The technique I developed I believe will be useable as it does not require precise manipulation of a key. But I will need sometime to develop the technique.
Not related to the technique I discussed in my previous post, another little discovery I made about note bending is this: if you play 8th or 16th notes rapidly on a single note while trying to bend it, it will bend much easier.
So using this technique, you can extend the range of bendability upwards on the keyboard to include some higher notes. However, the downside is the machine gunning of notes has to fit into your melody. You can use this technique more often than you might think in many types of music.
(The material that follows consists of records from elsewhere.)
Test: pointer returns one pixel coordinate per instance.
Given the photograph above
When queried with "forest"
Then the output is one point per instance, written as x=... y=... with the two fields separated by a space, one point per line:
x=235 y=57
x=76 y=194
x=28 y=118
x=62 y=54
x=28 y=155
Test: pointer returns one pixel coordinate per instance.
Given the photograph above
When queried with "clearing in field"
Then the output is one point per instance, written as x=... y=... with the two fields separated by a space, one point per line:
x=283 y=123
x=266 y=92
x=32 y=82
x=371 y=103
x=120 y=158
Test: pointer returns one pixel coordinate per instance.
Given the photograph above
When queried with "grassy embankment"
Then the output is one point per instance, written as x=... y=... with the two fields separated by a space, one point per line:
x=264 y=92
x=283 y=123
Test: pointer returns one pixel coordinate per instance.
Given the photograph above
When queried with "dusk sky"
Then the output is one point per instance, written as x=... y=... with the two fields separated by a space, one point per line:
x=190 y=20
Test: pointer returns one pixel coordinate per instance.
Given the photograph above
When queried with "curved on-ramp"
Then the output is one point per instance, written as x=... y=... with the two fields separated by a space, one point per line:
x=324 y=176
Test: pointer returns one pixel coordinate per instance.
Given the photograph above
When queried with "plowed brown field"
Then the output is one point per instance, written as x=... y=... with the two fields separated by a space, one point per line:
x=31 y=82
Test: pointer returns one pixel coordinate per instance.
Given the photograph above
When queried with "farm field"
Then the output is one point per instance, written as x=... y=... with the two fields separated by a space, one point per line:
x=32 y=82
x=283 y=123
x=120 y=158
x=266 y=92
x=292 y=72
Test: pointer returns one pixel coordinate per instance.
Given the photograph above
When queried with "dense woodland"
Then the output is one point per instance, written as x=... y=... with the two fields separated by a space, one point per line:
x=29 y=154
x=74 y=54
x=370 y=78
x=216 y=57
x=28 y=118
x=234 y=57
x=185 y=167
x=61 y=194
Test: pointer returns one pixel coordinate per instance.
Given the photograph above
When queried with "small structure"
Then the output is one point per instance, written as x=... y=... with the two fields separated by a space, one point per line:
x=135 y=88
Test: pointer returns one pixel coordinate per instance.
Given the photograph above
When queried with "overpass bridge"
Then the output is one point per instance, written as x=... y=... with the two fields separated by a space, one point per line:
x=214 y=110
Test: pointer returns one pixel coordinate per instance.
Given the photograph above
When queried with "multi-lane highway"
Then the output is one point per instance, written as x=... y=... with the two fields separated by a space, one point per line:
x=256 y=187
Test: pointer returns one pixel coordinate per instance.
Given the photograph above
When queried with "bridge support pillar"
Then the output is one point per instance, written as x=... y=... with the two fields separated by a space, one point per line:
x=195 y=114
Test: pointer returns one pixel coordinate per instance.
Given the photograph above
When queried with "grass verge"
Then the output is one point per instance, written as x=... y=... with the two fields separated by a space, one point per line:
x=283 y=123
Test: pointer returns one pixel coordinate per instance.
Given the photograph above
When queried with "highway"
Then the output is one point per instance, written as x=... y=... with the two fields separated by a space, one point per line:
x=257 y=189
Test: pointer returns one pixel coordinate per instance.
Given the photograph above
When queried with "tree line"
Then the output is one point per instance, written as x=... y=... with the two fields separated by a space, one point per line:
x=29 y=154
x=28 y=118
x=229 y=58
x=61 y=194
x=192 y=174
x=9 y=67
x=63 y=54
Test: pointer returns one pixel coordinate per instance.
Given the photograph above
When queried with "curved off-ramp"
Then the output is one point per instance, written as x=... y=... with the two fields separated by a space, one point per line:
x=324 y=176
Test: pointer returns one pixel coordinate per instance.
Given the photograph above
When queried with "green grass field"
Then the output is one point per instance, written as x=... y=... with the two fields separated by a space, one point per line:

LowboyJune 7, 2015 at 1:51 pm #5430
Generally speaking, as you move from lower notes to higher notes on any melodica (alto, soprano), bending becomes harder using the “hard blowing” technique. You can try accelerating and deaccelerating the melodica abruptly as you bend a note. You can also try moving the melodica quickly away from or towards the mic, or passing it across the mic quickly, to maybe add some doppler effect.
I use these techniques quite often, and while I cannot speak to the true effectiveness, it is my belief based on what I hear that they can accentuate the note bending process and provide other subtle tonal changes. They certainly add a visual element for the audience to consider. The audience can “see” you bending the note. Hence the audience may perceive the bend to be greater than it actually is.
LowboyJune 7, 2015 at 2:15 pm #5431
I bend notes on both the HM-26 and HM-27. The same note, particularly higher ones, on both instruments will be easier to bend on the HM-27. That is my perception anyway.